Por Cucaramácara.
Los peces de colores tratan de levantarle el ánimo al pequeño conejo cantándole su canción favorita, pero él sigue llorando.
Pasan horas, días, semanas y meses. El carnaval del reino comienza ya, y él todos los años es el encargado de contar cuentos a los reyes, pero al parecer esta vez se quedarán si diversión.

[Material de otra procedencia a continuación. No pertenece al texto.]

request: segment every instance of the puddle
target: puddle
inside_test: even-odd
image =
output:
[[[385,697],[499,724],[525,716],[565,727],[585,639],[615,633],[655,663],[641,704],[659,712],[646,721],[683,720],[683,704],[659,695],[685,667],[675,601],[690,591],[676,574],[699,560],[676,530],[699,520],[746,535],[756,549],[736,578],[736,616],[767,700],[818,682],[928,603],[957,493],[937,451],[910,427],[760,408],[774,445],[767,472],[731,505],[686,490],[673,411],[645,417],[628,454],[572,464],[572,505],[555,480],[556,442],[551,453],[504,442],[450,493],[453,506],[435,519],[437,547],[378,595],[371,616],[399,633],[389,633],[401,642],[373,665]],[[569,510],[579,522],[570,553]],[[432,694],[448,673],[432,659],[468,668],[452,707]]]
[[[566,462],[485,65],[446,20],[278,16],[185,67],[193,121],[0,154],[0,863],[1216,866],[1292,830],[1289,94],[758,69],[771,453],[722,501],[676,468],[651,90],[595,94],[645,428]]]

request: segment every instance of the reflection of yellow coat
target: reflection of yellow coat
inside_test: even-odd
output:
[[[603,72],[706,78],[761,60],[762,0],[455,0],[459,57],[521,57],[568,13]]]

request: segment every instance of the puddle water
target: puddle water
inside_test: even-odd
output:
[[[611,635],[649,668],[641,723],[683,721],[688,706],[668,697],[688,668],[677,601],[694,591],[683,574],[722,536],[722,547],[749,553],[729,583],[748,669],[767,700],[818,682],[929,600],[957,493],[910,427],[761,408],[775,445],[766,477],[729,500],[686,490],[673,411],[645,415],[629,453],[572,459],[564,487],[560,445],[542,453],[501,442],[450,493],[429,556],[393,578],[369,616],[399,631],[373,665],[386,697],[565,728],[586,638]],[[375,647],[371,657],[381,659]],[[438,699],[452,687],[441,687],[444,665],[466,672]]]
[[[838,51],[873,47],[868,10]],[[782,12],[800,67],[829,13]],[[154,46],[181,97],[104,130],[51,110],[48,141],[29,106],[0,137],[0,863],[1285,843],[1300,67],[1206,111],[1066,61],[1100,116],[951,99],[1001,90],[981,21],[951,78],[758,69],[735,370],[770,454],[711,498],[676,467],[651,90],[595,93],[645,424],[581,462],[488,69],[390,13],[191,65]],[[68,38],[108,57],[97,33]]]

Su pelo azul turquesa comienza a tornarse gris, sus mejillas empiezan a desaparecer y sus dos dientes brillantes se opacan.
La jirafa va a visitarlo y le lleva su pastel preferido para que se ponga feliz, pero él no quiere comer. Les dice a todos que prefiere estar solo, que no lo vayan a visitar más.
Sus ojos han perdido brillo, ya no puede saltar. No pide ayuda porque sabe que nadie puede dársela, y no quiere que los amiguitos a los que alguna vez consoló con su enorme fortaleza lo vean quebrantarse más. Incluso la tristeza que comienza a consumirlo le dice que no es necesario que se mantenga en ese estado, pero él hace caso omiso.
Una tarde de abril decide salir de su cama e ir al jardín y observar las nuevas cosas que había en él. El reino luce igual que siempre: los peces siguen cantando, la jirafa sigue horneando pasteles y los reyes consiguieron ya un nuevo cuenta cuentos.
Sin impresión alguna, regresa a su habitación. Nadie se dio cuenta de lo que le estaba pasando. Nadie supo lo que él quería o esperaba. Nunca supieron qué fue lo que desencadenó esa inmensa tristeza silenciosa. Se quedó esperando, sentado en el ventanal de su cuarto, a ver si algún día su alegría podía regresar.